Founded in the late 80ties by Seattleites Jim Black, Andrew D’Angelo and Chris Speed, they later hooked up with Kurt Rosenwinkel in Boston @ Berklee College of Music in the early 90ties, and Kurt joined the band from there on.

After their eponymous debut release caught the ear of Gunther Schuller , he picked up their 2nd album entitled “Scatter” and released it on GM in the spring of 1991.

Following the Boston years they all subsequently relocated to New York City, and became mainstays on the “downtown” scene, performing at venues like Knitting Factory & Tonic. They released their 3rd Human Feel album entitled Welcome to Malpesta (New World) in 1994 followed by their album “Speak to it” on Songlines in 1997. Then their individual careers took them in different directions until they reunited again in 2007 for the album “Galore” and some subsequent touring in Europe.

Now the band is re-uniting for the first time since “Galore”, and are ready to continue the adventure with a new album already recorded at “The Loove” in Brooklyn and to be released June 2014.

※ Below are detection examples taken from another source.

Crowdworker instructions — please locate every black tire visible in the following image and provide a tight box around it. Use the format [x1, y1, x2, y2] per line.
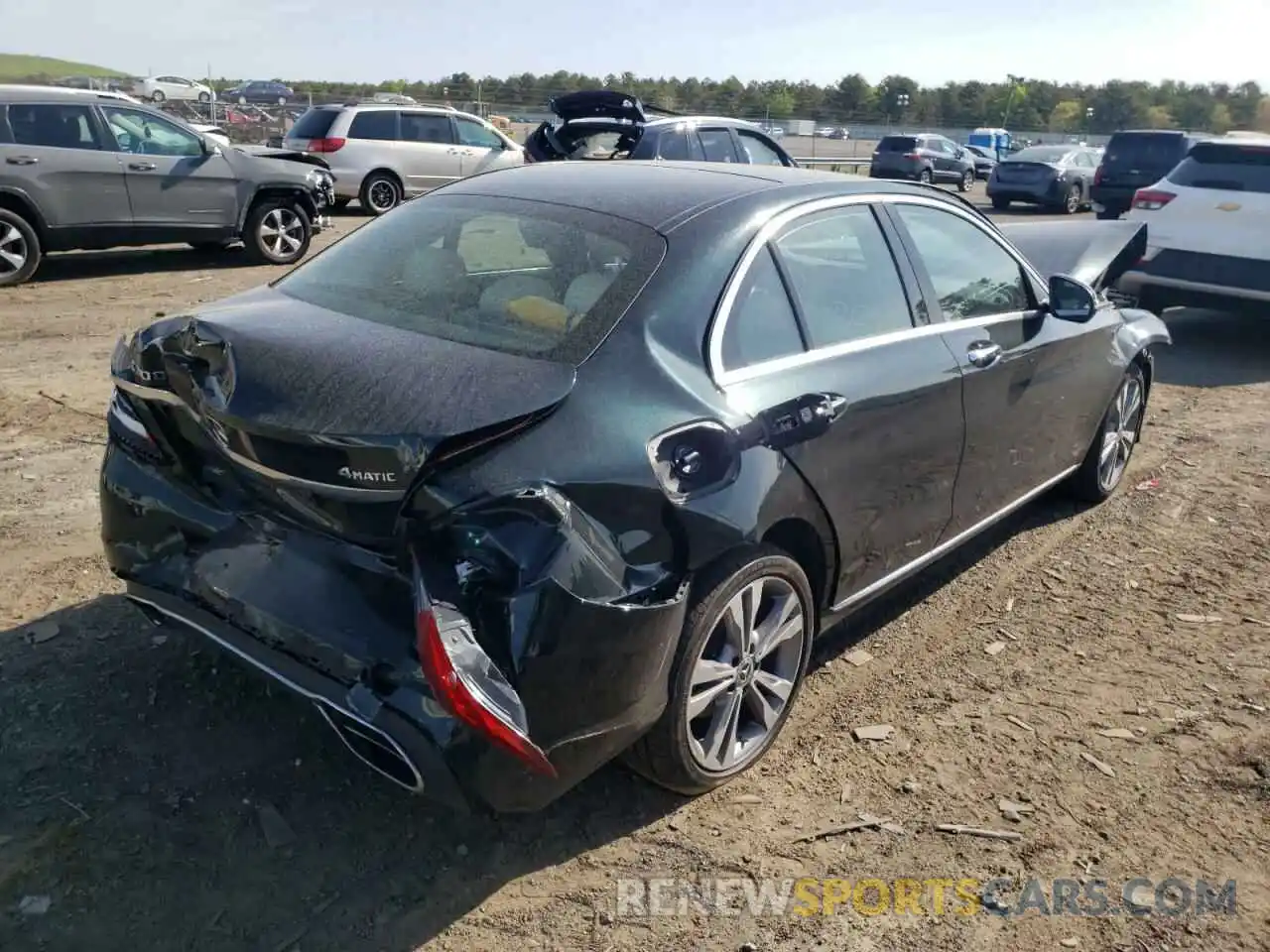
[357, 172, 401, 216]
[1058, 182, 1082, 214]
[0, 208, 45, 287]
[622, 545, 817, 796]
[1068, 362, 1148, 503]
[242, 198, 314, 264]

rhythm:           Ben Monder - Dan Weiss - Trevor Dunn

trumpet:           Kirk Knuffke - Jacob Wick - Seneca Black

trombone:           Brian Drye - Ryan Snow - Josh Roseman

saxophone:           Bill McHenry - Josh Sinton - Greg Ward

D'Angelo's volcanic saxophone playing is only the surface, the music of the DNA Orchestra is about a lot more than being rambunctious. The unabashed nature of the Orchestra represents D'Angelo's renewed sense of purpose, thanks to his recent brush with death. In 2008, D'Angelo has a seizure while driving, beginning a turn of events leading to the eventual removal of a tennis-ball size brain tumor. "After having two brain surgeries, I embarked on a new existence: one of healing" says, D'Angelo.

The DNA Orchestra isn't merely a musical outlet for a performer who was forced to deal with severe illness. The ensemble, and the music itself, is integrally linked to the entire medical event. It was conceived as a response to D'Angelo's cancer, and it ultimately played a role in the cancer's annihilation. The band is a community that supported D'Angelo during his healing. The weaving, angular lines of the music are as tenacious as the tendrils of the disease itself. The effusion of emotion carries a weight and energy as effective as any cure. "After understanding why cancer had come into my life, I learned how to use my art and music as healing."

The power of this music may be brute, but it is anything but wild. It is contained withing the boundaries of narrative. "I designed this set of music to tell a story," he says. "There is healing, love, darkness, anger.. and even more in between the lines." D'Angelo's composition "Meg Nem Sa," one of the pieces written post "brain", traces his path through wild pre-healed times, bitterly overwhelming confusion, darkness, and the tireless fight for survival.